In a recent post I raised the question Is It Ever Morally Licit to Lie? with regard to the Lila Rose: Live Action debate occurring across the Catholic blogosphere.  The debate has continued on.  I recently came across an article by Dr. Peter Kreeft which takes up the same question.  He pins the realist point of view versus the idealist point of view.

Here is his article:


When I talk about abortion, I often surprise most of my audience, even some prolifers, by saying that not only is abortion always evil but that it is not a “complex issue,” that deep down we all know that it is evil; that Mother Teresa is very clearly right when she says “If abortion isn’t wrong, nothing is wrong.”
I want to say a similar thing about Live Action: not only (1) that its actions were right but (2) that they were very clearly right.
An immediate objection arises to my second point. If it was very clearly right, why do some sincere and intelligent pro-lifers insist that it was wrong?
This is not surprising, for many sincere and intelligent people disagree with the even more obvious truth that abortion is always wrong. Not all pro-choicers are insincere or stupid. Some are both sincere and intelligent, like the pro-lifers who disagreed with Live Action.
The controversy about Live Action probably is rooted in a controversy about method in ethics, specifically about which should have priority, (1) clear definitions of general moral principles and valid logical reasoning from them (“casuistry”) or (2) moral experience, instinctive moral judgments about concrete situations by our innate moral common sense. I think it is (2) and I think these critics think it is (1). I think they are so (rightly) afraid of moral relativism that they have (wrongly) fallen into moral legalism.
I teach Logic, I have written a Logic textbook, and I value logic very highly. On some other occasion I may take the time to argue logically against the serious arguments of the pro-life critics of Live Action, and about the proper definition of “lying.” But in this short piece I want to appeal to something that I think is prior in importance, in clarity, and in time, namely our immediate, intuitive moral experience. For that is what I find missing in their arguments.
The question of method in moral reasoning has a long and heavy history. Beginning with Ockham (Nominalism), exacerbated by Descartes (Rationalism), and even more by Kant (his ‘Copernican revolution in philosophy’), our concept of ‘reason’ has been increasingly separated from experience and narrowed to something more and more resembling what computers do.
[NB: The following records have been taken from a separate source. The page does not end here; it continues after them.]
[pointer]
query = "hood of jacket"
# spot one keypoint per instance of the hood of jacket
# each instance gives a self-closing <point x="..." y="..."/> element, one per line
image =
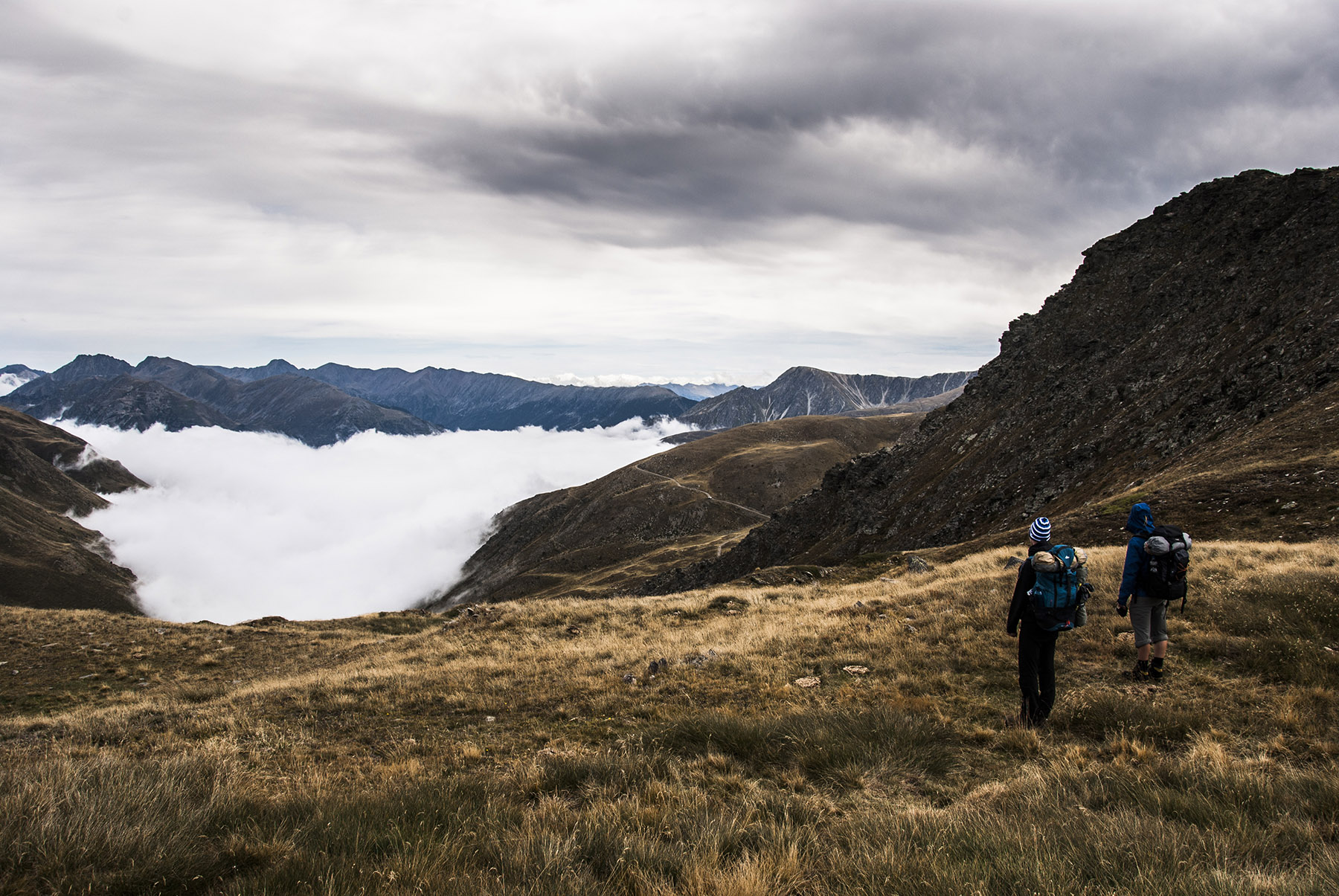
<point x="1141" y="520"/>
The Aristotelian and Thomistic (and, more generally, pre-modern) meaning of ‘reason’ is broader. It had to be, to justify the definition of man as ‘the rational animal.’ It included the immediate, intuitive understanding (‘the first act of the mind’ in Aristotelian-Scholastic logic) and intuitive judgment (‘the second act of the mind’) as well as inductive or deductive reasoning (‘the third act of the mind’).